Offsetting allows a company to compensate for its emissions by financing a reduction in emissions elsewhere. While carbon offsetting does not require companies to reduce their emissions “in-house”, it provides an environmentally effective option for sectors where the potential for further emissions reductions is limited.
Offsetting and carbon markets have been a fundamental component of global, regional and national emissions reduction policies and continue to be an effective mechanism to underpin action against climate change.

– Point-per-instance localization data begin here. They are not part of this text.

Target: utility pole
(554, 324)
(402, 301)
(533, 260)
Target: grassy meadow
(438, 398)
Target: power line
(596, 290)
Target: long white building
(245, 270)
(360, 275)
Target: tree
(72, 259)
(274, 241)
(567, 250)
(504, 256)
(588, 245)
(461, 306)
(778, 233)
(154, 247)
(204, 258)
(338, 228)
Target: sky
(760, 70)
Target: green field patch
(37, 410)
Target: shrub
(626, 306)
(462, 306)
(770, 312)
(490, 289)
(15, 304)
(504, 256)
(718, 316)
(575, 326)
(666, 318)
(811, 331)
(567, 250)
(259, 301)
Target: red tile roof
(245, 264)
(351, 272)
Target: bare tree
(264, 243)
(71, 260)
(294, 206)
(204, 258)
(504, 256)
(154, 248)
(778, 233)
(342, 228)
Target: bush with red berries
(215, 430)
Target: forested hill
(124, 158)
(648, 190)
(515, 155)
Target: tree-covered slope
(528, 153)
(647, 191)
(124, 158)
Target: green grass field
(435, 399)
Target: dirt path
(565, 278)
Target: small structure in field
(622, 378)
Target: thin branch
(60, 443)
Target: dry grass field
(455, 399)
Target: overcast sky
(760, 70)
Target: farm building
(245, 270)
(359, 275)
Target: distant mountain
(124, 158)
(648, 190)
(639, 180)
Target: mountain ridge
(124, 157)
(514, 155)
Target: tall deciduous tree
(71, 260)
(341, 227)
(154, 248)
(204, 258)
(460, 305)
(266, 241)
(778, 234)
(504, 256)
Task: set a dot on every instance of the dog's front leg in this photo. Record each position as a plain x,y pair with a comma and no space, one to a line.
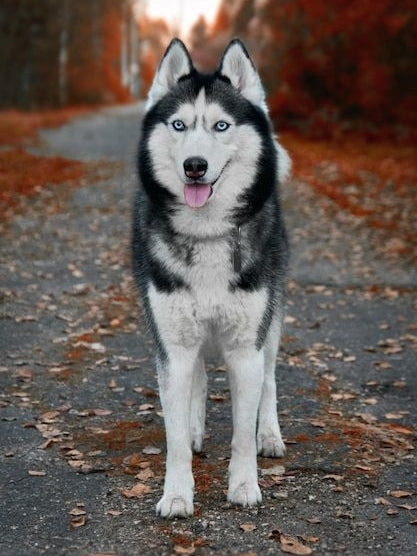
246,368
175,383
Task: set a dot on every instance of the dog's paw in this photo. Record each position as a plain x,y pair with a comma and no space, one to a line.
270,446
245,494
174,505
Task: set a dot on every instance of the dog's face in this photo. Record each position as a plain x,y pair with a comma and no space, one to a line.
206,133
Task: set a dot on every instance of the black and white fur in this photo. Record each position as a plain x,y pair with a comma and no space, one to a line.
186,260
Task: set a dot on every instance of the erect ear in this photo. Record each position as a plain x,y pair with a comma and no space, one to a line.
238,67
175,63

Offsetting is also more effective than a tax, as a carbon tax merely requires companies to pay for their emissions, without any guarantees that the payment will lead to any emissions reductions.
A single global measure
Many airlines fly into dozens of different countries on a daily basis, with some large airlines serving over a hundred different countries each day; they need to have a single point of accountability. If airlines are subject to a patchwork of national or regional CO2 taxes, offsetting mechanisms, emissions trading schemes and other carbon pricing instruments, compliance would be unnecessarily complex and costly.
The implementation of CORSIA will avoid the need for existing and new carbon pricing measures to be applied to international aviation emissions on a regional or national basis.
1 January 2019
All operators will have to report emissions for all international flights from 1 January 2019, irrespective of the state where the operator is based. In order to prepare for the monitoring, reporting and verification (MRV) of emissions, each operator will need to develop an emissions monitoring plan in 2018.
Only operators that emit less than 10,000 tonnes of CO2 per year will be exempt from the obligation to monitor emissions.
There are many ways to achieve CO2 reductions that can be used as offsets, many of which bring other social, environmental or economic benefits relevant to sustainable development. Such offsets can be sourced from various types of project activities, including, for example, wind energy, clean cook stove, methane capture and other emissions-reducing or avoidance projects.
To ensure the environmental integrity of CORSIA, ICAO will adopt a list of emissions units that can be used for compliance. The decision will be guided by eligibility criteria to guarantee that emissions units deliver the desired CO2 reductions. The proposed criteria, yet to be adopted by ICAO, are based on principles commonly applied under existing trading mechanisms and well-accepted carbon offset certification standards.
It is estimated that aviation will have to offset 2.6 billion tonnes of CO2 between 2021 and 2035. This is more than the total volume of offsets ever issued under the Clean Development Mechanism or traded in the voluntary carbon market.
As CORSIA relies on emissions units for compliance, it is necessary that there is sufficient supply of eligible emissions units and operators must have access to a broad range of units from existing offset programs and projects that meet ICAO’s eligibility criteria.
It is equally important that carbon markets be informed about ICAO’s eligibility criteria and the foreseen demand from aviation to adapt their market behaviours and in order to finance and develop new projects or to continue to operate existing projects.